Otra mito-topografía, no sé si más moderna o sólo diferente, sitúa aparte el ‘País de los Vivos’ –lo que en principio debió haber sido el Edén o Paraíso terrenal–, bien en algún país remoto, o ya en un Paraíso celeste, arriba de la bóveda del cielo. Todo esto es muy sabido y no debe distraernos.

El Canto VI
El viajero a Nápoles tiene la suerte de poder visitar muy cerca el escenario del Canto VI de la Eneida, situado en los Campos Flegreos, al oeste de la ciudad. Aquí un paisaje de origen volcánico en un área reducida de unos 20-30 Km2 juntaba los elementos reales e imaginarios que Virgilio elaboró para componer el libro nuclear a su poema.
No fue por casualidad. Desde joven, el mantuano era un napolitano adoptivo. Nápoles había nacido como ciudad griega focea, filial de Cumas, que pasaba por ser la más antigua colonia helena en Italia. En el ‘Siglo de Augusto’, la obsesión de Roma es dotarse de pedigrí homérico, y Virgilio acude con sus mitos y supuestas profecías sobre la Urbe y el propio Augusto. Mientras el panteón latino-etrusco se heleniza, Eneas y sus compañeros emigrados de Troya ponen pie en Cumas para convertirse en ancestros de las estirpes romanas más ilustres, incluida por supuesto la gens Iulia del emperador.

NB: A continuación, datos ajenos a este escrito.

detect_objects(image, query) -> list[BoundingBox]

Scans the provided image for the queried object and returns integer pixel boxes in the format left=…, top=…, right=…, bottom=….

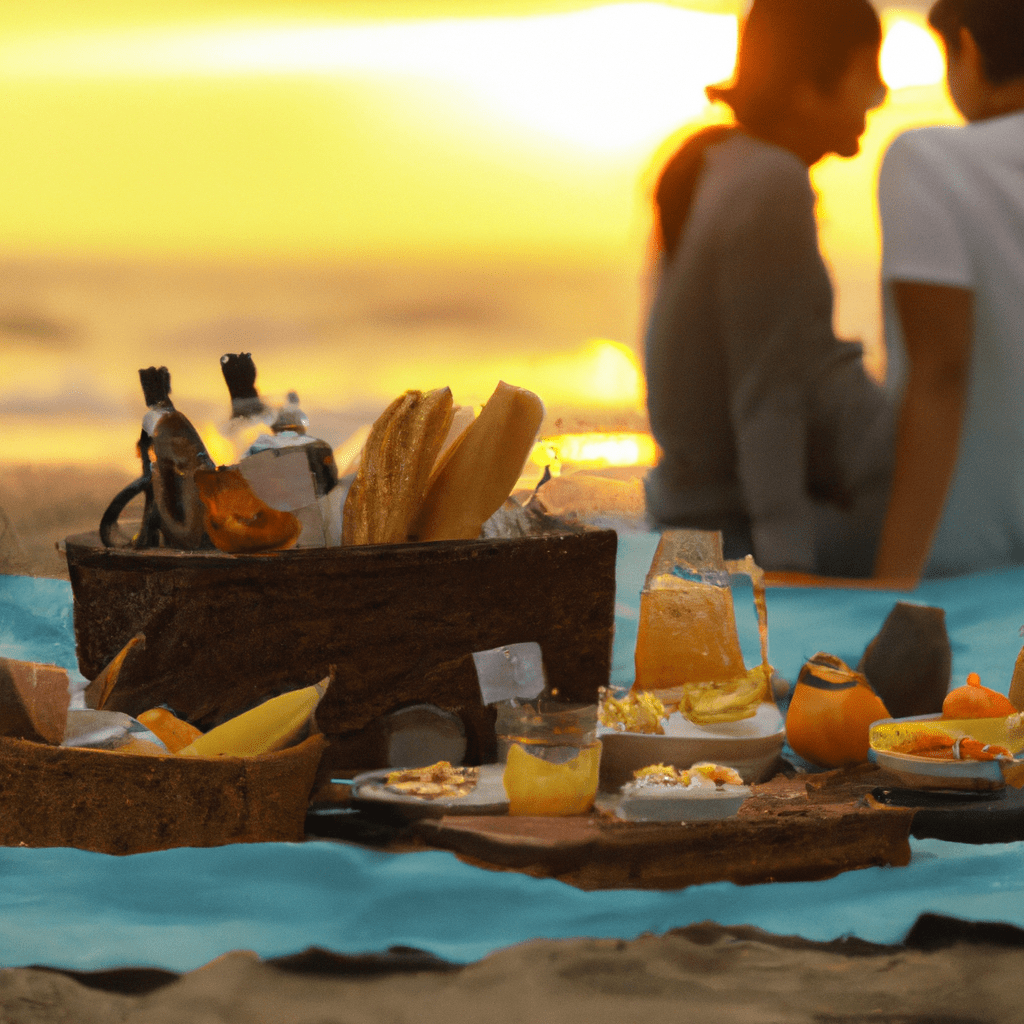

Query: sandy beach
left=0, top=918, right=1024, bottom=1024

Con habilidad, Virgilio injerta su relato en el tronco mítico sagrado de los Libros Sibilinos, de origen troyano, que de sibila en sibila llegaron a poder de Deífoba, la Sibila de Cumas. Las sibilas fueron mujeres poseídas del numen de Apolo, que puestas en trance emitían oráculos o daban consejos. Esta Cumana tuvo el privilegio de una vida milenaria sin el de una eterna juventud. Por tanto,  ya en tiempo de Eneas, con sus 700 años a cuestas, era el vejestorio feo y malhumorado, pero robusto, que Miguel Ángel pintó en la Sixtina, junto con otras colegas más jóvenes y hermosas.
Los Libros Sibilinos, guardados en el Capitolio, fueron como la Biblia de Roma, obra de consulta para situaciones críticas. Escritos en versos griegos, en realidad eran sólo una reliquia, la tercera parte de una colección, que la Sibila de Cumas ofreció a Tarquinio el Soberbio por un precio que al rey le pareció  exagerado, pero que al fin hubo de pagar sólo por ese tercio, al quemar ella una y otra vez los otros dos sin rebaja alguna.
La verdad es que también ese resto se quemó en el incendio del año 83 a. de C., y el ejemplar en tiempos de Virgilio era una reconstrucción como mejor se pudo. Augusto se interesó mucho por ellos, pensando que se referían a él y su linaje. Pero su destino fatal era por lo visto el fuego, si es cierto que los hizo quemar el general Estilicón en 405 [3]. Pudo ser en un fanático auto de fe cristiano, o tal vez porque se utilizaban para criticar la política del bizantino. ¿Bien hecho? Coincidencia: sólo cinco años después (410) Alarico con sus godos saqueó la ciudad.
No se deben confundir dichos libros con los Oráculos Sibilinos, también en hexámetros griegos, y que figuran entre la literatura bíblico-apócrifa de origen judeocristiano. De los auténticos Libros Sibilinos (mejor dicho, de sus copias) sólo queda una pieza que anuncia el nacimiento de un hermafrodita, y lo que conviene hacer al respecto.

Profetisa cristiana

                                 Día de ira y pesadilla,
                                 arde el mundo cual cerilla,
                                 según David con Sibilla.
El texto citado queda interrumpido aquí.